I just hope that something changes, something that makes me forget the past and gets me excited about the future.

 

The Feeling of Being Awkward

Thursday, September 29th, 2011

DSC_2347

I am not the most social person in the world. I can be very shy and my shiness can come across as snobbishness. I am not a snob (ok, sometimes I am). I am just a mute. I am not good at small talk. I’m not good at thinking of things to talk about on the spot. I’m not good around people I don’t know.

A lot of it has to do with comfort level. For example, a few weeks ago Chad and I went to my cousins birthday party at a pub and a small group of his guy friends were there. I didn’t know anyone but they were so inviting that I found myself chatting everyone up. Very unlike me, but I was comfortable in the situation and so the conversation flowed. I really enjoyed myself and would hang out with them again given the opportunity.

Probably the hardest event for me to attend, in terms of comfort level, is a party where everyone invited has known each other for a million years and has all this history together. They have all these things in common and all these things to talk about while I just sit there stunned with nothing to add to the conversation because I have no idea what they are talking about and I don’t know their history or all the funny stories they are telling and I feel like an idiot. I feel so uncomfortable that there is no chance of breaking me out of my shell and I become a lost cause.

What is the worst party situation? Going to party after party with the same people, half of which have never said a word to you and because you keep showing up at the same parties and you have been doing this for so long it would be totally awkward to finally go up to them, like 2 years after the fact, and formally introduce yourself and have a conversation with them. At least it would be totally awkward for me.

The most comfortable party situation for me is of course the small group. In this situation I feel as though I can be myself, feel comfortable and actually have a one on one conversation with someone. I find it much more manageable then a house party with 30 people where everyone is talking to everyone else and I am left on the couch all by myself feeling like a loser. Trust me, it’s happened before.

So the question is, if you are invited to a party where you know you probably won’t feel totally comfortable and social, do you go for the adventure and the possibility that you might have a lot of fun, or do you sit at home with season 2 of the Golden Girls?

 

My Food Bucket List

Monday, September 19th, 2011

Korean BBQ

 

I had Korean BBQ for the first time Saturday night. It was so damn good. I mean, really, how could it not be when you have an authentic Korean making it for you.

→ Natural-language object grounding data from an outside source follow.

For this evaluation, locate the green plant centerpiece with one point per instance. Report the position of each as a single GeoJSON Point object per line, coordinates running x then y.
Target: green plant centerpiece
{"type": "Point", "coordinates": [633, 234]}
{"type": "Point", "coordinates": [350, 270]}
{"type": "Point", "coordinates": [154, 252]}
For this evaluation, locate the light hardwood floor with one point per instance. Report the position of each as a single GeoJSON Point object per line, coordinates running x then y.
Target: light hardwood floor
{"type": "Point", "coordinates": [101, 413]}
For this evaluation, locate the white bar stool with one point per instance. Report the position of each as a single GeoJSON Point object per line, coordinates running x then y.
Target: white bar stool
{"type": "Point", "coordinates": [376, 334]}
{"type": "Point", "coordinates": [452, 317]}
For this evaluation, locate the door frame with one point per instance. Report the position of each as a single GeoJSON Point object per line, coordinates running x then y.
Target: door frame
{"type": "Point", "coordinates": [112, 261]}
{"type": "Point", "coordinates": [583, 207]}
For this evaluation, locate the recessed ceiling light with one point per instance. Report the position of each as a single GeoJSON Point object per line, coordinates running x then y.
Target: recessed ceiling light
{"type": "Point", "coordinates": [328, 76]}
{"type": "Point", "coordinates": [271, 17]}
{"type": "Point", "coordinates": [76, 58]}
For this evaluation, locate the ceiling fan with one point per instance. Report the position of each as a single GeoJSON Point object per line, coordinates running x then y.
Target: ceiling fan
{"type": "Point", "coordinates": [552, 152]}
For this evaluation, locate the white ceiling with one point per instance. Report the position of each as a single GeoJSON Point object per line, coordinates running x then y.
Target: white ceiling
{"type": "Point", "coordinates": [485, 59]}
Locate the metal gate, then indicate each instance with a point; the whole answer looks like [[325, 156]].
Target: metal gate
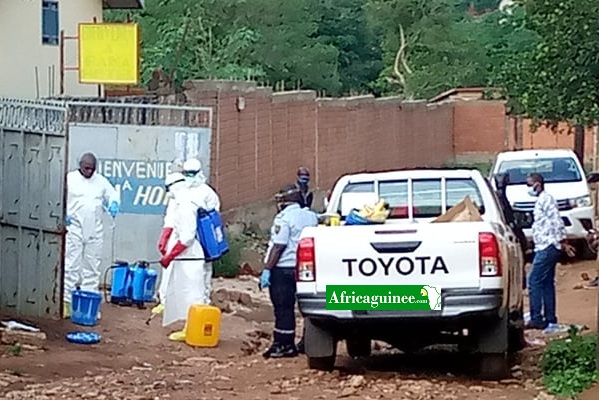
[[33, 162]]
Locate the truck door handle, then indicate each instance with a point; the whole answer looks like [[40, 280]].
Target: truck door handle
[[396, 247]]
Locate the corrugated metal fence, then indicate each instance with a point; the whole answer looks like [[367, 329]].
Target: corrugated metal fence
[[136, 145], [33, 145]]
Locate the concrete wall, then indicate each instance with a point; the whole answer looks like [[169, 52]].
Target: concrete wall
[[21, 48], [136, 159]]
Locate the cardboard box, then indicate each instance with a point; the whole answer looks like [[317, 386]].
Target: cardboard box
[[464, 211]]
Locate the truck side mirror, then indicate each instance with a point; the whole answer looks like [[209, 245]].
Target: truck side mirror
[[593, 177], [327, 198], [501, 180]]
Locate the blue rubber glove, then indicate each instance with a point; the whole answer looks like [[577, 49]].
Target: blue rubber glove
[[113, 209], [265, 278]]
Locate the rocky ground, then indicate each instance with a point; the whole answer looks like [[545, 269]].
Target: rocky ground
[[135, 361]]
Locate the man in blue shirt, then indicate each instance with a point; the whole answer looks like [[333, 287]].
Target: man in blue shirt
[[549, 237], [279, 269], [303, 180]]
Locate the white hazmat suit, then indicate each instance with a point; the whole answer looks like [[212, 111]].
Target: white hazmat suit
[[184, 255], [85, 231], [207, 198], [167, 230]]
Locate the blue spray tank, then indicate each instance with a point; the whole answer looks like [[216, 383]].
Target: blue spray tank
[[132, 284], [120, 282], [211, 234]]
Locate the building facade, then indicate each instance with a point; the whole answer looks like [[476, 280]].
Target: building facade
[[30, 50]]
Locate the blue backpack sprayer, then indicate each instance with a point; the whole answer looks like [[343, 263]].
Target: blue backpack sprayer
[[135, 284], [132, 284]]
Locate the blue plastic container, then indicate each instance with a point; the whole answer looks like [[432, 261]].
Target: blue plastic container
[[120, 283], [138, 275], [85, 307], [219, 232], [211, 234], [150, 285]]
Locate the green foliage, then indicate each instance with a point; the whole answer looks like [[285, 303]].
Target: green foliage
[[228, 265], [342, 47], [568, 364], [558, 77]]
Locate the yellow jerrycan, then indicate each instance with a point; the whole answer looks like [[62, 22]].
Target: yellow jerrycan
[[203, 326]]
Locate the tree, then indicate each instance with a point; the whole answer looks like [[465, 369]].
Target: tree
[[186, 38], [289, 49], [443, 49], [345, 26], [557, 79]]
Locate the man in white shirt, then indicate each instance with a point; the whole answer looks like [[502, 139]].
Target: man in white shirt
[[549, 237]]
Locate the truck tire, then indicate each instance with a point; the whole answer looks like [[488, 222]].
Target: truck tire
[[320, 347], [358, 347], [493, 346]]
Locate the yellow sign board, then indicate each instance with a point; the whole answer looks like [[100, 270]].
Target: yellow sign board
[[109, 53]]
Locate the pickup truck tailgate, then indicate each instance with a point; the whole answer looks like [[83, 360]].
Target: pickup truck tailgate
[[436, 254]]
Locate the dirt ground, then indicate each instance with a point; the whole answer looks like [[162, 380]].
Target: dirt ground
[[135, 361]]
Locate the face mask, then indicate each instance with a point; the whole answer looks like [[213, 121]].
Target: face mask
[[532, 192]]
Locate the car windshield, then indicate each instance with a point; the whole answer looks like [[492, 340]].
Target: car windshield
[[427, 196], [553, 170]]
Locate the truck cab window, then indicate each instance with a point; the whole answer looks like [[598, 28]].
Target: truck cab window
[[427, 196]]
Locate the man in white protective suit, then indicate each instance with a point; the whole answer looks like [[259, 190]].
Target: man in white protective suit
[[88, 195], [184, 256], [207, 198], [165, 235]]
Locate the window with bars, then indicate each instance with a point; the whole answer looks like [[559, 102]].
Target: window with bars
[[50, 31]]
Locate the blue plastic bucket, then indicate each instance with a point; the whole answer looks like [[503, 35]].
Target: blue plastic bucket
[[85, 307]]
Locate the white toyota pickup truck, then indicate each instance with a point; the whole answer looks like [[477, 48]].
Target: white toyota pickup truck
[[478, 266]]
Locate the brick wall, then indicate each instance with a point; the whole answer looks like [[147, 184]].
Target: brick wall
[[256, 148], [479, 127]]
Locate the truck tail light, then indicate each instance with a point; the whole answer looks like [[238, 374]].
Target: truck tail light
[[490, 258], [306, 263]]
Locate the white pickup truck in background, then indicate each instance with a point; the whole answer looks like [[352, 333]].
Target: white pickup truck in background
[[564, 179], [478, 265]]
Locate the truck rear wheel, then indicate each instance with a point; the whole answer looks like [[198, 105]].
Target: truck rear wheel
[[492, 347], [320, 347], [358, 347]]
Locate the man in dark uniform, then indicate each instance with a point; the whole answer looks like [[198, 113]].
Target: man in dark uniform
[[279, 269], [303, 180]]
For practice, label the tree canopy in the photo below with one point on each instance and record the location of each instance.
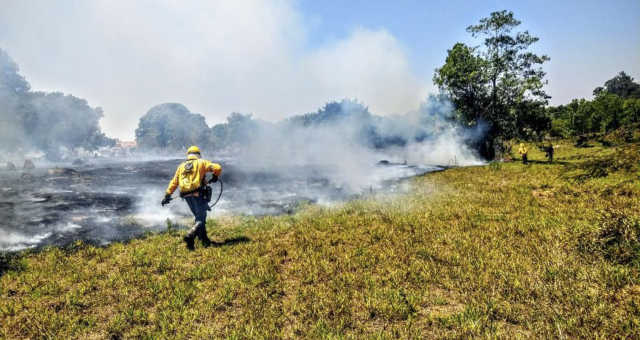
(499, 82)
(44, 121)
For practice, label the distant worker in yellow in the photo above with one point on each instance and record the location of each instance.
(522, 150)
(190, 177)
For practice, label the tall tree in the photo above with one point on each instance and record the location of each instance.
(622, 85)
(500, 82)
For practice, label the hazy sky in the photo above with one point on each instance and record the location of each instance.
(278, 58)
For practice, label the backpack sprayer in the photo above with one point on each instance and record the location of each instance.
(206, 192)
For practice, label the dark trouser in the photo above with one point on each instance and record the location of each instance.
(199, 208)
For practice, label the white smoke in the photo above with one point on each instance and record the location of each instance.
(215, 56)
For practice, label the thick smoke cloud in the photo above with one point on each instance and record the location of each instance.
(216, 56)
(342, 141)
(43, 122)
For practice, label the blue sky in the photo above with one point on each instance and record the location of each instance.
(588, 41)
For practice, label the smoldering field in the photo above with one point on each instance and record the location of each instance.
(116, 200)
(339, 153)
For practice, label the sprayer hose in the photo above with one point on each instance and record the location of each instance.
(219, 195)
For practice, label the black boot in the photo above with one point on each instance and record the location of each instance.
(189, 240)
(202, 234)
(190, 237)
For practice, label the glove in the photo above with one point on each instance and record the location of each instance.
(166, 200)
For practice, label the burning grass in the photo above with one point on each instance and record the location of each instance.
(507, 251)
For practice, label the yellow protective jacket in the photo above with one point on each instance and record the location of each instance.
(523, 149)
(190, 179)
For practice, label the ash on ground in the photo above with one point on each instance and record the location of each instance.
(117, 201)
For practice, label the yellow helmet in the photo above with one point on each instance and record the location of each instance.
(193, 149)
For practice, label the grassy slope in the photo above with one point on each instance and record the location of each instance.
(503, 250)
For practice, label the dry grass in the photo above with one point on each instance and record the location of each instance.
(505, 250)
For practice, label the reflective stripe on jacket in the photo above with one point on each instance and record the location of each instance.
(196, 175)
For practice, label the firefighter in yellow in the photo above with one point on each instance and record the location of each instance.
(190, 177)
(522, 150)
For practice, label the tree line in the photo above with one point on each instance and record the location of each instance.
(48, 122)
(500, 83)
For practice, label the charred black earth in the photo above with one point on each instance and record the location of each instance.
(115, 201)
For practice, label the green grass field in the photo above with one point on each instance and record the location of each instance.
(503, 250)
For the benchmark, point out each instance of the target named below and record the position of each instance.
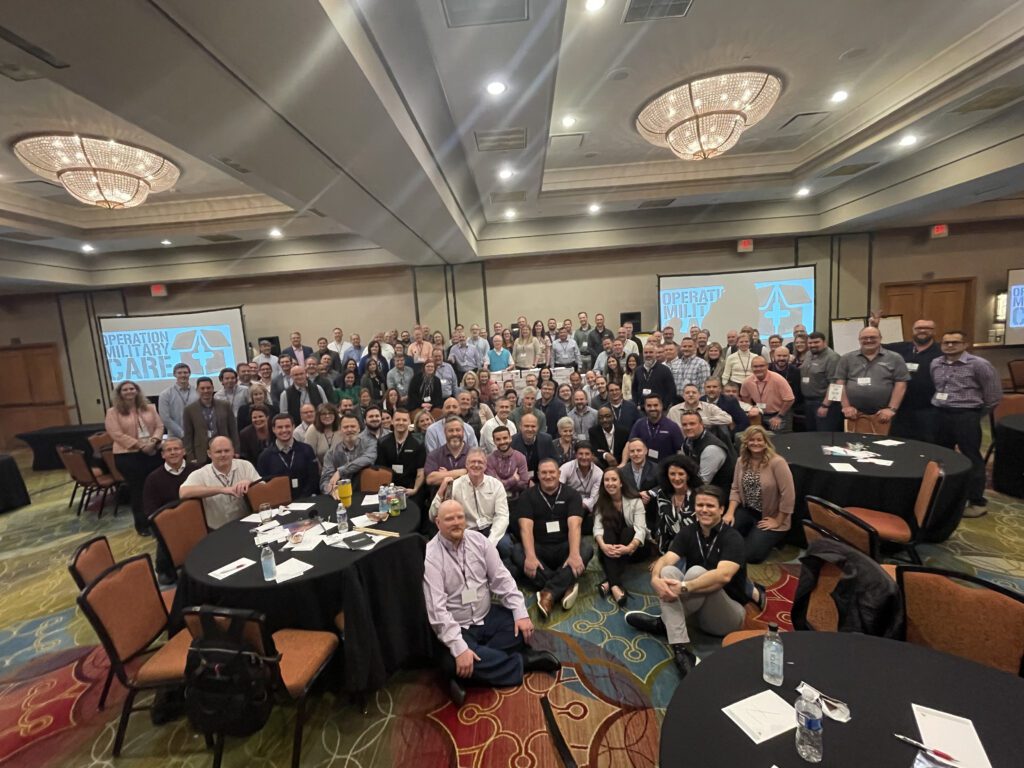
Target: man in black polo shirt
(552, 554)
(714, 587)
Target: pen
(935, 753)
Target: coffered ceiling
(363, 129)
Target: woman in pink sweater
(137, 431)
(762, 496)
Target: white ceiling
(369, 112)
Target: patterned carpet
(608, 699)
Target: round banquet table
(878, 678)
(893, 488)
(1008, 470)
(309, 601)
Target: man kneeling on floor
(486, 643)
(714, 587)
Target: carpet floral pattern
(608, 699)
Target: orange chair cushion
(167, 665)
(891, 527)
(303, 653)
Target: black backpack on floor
(230, 678)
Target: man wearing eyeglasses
(967, 387)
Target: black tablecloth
(379, 590)
(880, 679)
(1008, 469)
(12, 491)
(44, 442)
(892, 488)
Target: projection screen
(771, 300)
(145, 348)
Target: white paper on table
(953, 735)
(231, 568)
(291, 568)
(762, 716)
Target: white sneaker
(569, 600)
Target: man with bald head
(222, 484)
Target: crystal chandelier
(705, 118)
(97, 171)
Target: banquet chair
(963, 614)
(179, 526)
(892, 528)
(124, 606)
(865, 424)
(273, 491)
(372, 478)
(297, 656)
(86, 478)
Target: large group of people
(599, 441)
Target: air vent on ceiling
(24, 237)
(850, 170)
(802, 122)
(34, 50)
(651, 10)
(478, 12)
(237, 167)
(505, 138)
(991, 99)
(509, 197)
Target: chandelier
(97, 171)
(705, 118)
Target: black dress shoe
(641, 620)
(684, 658)
(457, 692)
(540, 660)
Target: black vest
(295, 400)
(722, 478)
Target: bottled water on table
(772, 656)
(268, 564)
(809, 727)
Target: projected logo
(148, 355)
(1015, 308)
(689, 305)
(783, 304)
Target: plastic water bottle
(268, 563)
(772, 656)
(809, 727)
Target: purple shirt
(450, 570)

Pork Belly + Marinated Beef Short Ribs + Lettuce Wraps + Noodles + Rice + Veggies + Hot Sauce = AMAZINGNESS

I love trying new food. I’m not one to shy away from something that is ‘weird’ or unfamiliar. I want to try everything.

What I love about watching the Food Networks is the exposure I get to different foods and cuisines. I have basically created a Food Bucket List for myself consisting of things I want to try, food wise, before I die. Two new additions to that list, Prairie Oysters and Alligator.

While watching Man vs. Food: Carnivore Edition I came across this restaurant in Denver – The Buckhorn Exchange. It is basically a meat lovers dream that serves everything from Buffalo to Elk to Cornish Game Hen. Oh, and you can’t forget the Rattlesnake, Alligator Tail or the Rocky Mountain Oysters! It all looked so good. I need to go and try all these different cuts of meat. It would be an experience of a lifetime. A story to tell.

I’m also big into going to a new town or city and trying out there signature dish. I tried to do as much of that as I could while I was in Italy, having a Caprese Salad in Capri, Cannoli in Sicily and Pesto Sauce in Genoa. Therefore, I need to have a Lobster Roll in Maine, Southern BBQ in Alabama, a Cheese Steak Sammich in Philly, a Boston Cream Pie in Boston, and so on.

With so many different foods in this world to try, I better get cracking. Whats on your Food Bucket List?

Chad and Danielle

Tuesday, September 6th, 2011

Bride & Groom 192

Happy 3rd Anniversary, Mr. Ciavarro.

I love you.

Umm, I’ll Have a Salad Please

Tuesday, August 9th, 2011

Fat Burger

Fat Burger

Fat Burger

Fat Burger

Fat Burger

Fat Burger

Fat Burger

Fat Burger

Fat Burger

We went to Fat Burger for lunch. We’ve driven by it 100 times but have never stopped in. We finally had the chance to do so during the long weekend. Chad ordered a regular burger and I ordered the crispy chicken sandwich. I can never leave well enough alone so I added bacon and guacamole to it. That was a bad choice. The guacamole was quite salty and reminded me a little too much of Mexico. Had I ordered it without the extras it would probably have been really good. What I did discover, however, its that I really don’t like burgers. Maybe its a phase, maybe it’s forever. McDonalds Cheeseburgers and Chicken Burgers are about the only ‘Burgers’ that I’ll eat, which is too bad because Chad says hes mastered the art of the home made burger. I just can’t do beef patties anymore. Actually, I just can’t do ground beef anymore. The thought of it makes me cringe.

No Burgers for ME.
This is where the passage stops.